Solilóquio
Ouve-se ao longe o rugido da natureza quando prestes a dar à luz. Do céu a terra, rasgam filetes brilhantes a massa quente e aparentemente imóvel de matéria. O som é terrível, mas a distância, grave e suave, conforta os viventes irremediados da iminência de (qualquer coisa).
Acho bonito por parte da natureza que, ao que parece, guarde memórias fora de mim. A memória perdida de pedacinhos de informações roda os cantos do mundo (quem sabe até do universo), pululando sem dono e sem sentido, até encontrar-me novamente - eu existindo sóbrio e desumanizado, ela galopando na calda de um raio.
Fico desconfiado!
Já é quase março, quando as nuvens vão se reunir em outros cantões, e vêm estes átomos de memória, já quase órfãos de sentido, brincar pelas bandas de minha casa. Não desconfio da física, nem da morte; neste caso, é algo que mais se assemelha a uma vontade, em vez do acaso. Como é o nome disso?
Nunca lembro o nome das coisas.
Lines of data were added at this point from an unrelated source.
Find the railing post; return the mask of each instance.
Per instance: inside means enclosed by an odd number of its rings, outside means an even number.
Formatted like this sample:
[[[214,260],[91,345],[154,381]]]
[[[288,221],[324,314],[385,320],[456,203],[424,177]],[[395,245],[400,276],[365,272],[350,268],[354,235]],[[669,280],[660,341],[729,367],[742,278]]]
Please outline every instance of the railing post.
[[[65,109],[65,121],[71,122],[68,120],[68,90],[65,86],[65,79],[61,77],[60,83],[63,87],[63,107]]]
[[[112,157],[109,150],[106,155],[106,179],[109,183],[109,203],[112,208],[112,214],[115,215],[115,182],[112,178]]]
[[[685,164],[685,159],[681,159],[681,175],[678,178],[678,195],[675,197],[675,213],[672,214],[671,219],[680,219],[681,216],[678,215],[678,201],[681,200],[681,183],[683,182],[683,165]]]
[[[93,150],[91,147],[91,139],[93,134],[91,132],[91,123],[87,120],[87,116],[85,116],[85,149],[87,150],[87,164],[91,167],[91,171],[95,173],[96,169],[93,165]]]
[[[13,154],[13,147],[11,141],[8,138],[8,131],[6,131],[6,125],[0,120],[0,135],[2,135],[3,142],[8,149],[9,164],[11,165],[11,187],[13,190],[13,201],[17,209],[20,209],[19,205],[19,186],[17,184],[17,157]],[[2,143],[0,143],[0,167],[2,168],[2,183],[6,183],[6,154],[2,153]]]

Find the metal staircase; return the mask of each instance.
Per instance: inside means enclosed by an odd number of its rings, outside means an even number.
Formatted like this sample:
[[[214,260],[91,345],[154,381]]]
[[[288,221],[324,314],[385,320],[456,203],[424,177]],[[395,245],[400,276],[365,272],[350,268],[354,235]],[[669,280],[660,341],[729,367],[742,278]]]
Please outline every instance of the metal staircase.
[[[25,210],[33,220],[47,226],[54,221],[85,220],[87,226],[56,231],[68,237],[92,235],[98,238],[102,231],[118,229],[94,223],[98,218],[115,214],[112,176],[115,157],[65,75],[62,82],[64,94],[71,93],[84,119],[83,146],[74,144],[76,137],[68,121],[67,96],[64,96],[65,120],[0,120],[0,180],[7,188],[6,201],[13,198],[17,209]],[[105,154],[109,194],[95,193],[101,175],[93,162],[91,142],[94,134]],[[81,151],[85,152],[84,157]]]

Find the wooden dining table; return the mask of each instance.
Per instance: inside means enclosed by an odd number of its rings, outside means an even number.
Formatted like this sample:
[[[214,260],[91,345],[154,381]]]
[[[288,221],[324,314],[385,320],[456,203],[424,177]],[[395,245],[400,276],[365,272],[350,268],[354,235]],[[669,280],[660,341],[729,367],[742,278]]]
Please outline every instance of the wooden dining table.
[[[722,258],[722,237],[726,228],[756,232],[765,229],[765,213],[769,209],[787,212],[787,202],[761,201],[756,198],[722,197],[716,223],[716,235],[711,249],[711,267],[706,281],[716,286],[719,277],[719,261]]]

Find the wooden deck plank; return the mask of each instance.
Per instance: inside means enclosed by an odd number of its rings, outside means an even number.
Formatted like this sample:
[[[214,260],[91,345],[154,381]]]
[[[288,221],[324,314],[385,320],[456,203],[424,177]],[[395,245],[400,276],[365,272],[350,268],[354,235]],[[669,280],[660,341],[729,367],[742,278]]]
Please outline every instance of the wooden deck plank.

Não me detenho nas perninhas das letras, seus radicais, até porque palavra não é de natureza que se finca no chão. Bonito mesmo é o significado: pluridimensional. O que quero dizer é que sei tudo que já senti, apesar de não saber dizê-lo e meu tratado é o seguinte, de que a palavra é finita como o homem, mas minha energia complexa (seria a tal da alma?) sabe tudo, do maior ao menor dos significados.
E o que isso tem a ver com a natureza, com os raios e trovões, com a memória fora de mim?
Não sei! E acho que exagero nos pontos de exclamação. Muito porque traduzem bem meu estado de incerteza sobre o muito.
No entanto, tenho satisfação com o fato de que, muito embora seja assolado pelo mistério, todas pistas por fora e por dentro de mim me fazem escrever. Idiossincrático como pareça ser, é pela palavra, incompleta e insuficiente, que vou polindo minha forma de fazer nascer isto, que o considero tão sem finalidade de existir, existindo, inclusive, até contra vontade, querendo fato e direito a partir de um episódio mundano de um ser humano qualquer elaborando texto e, nem sempre, sentido.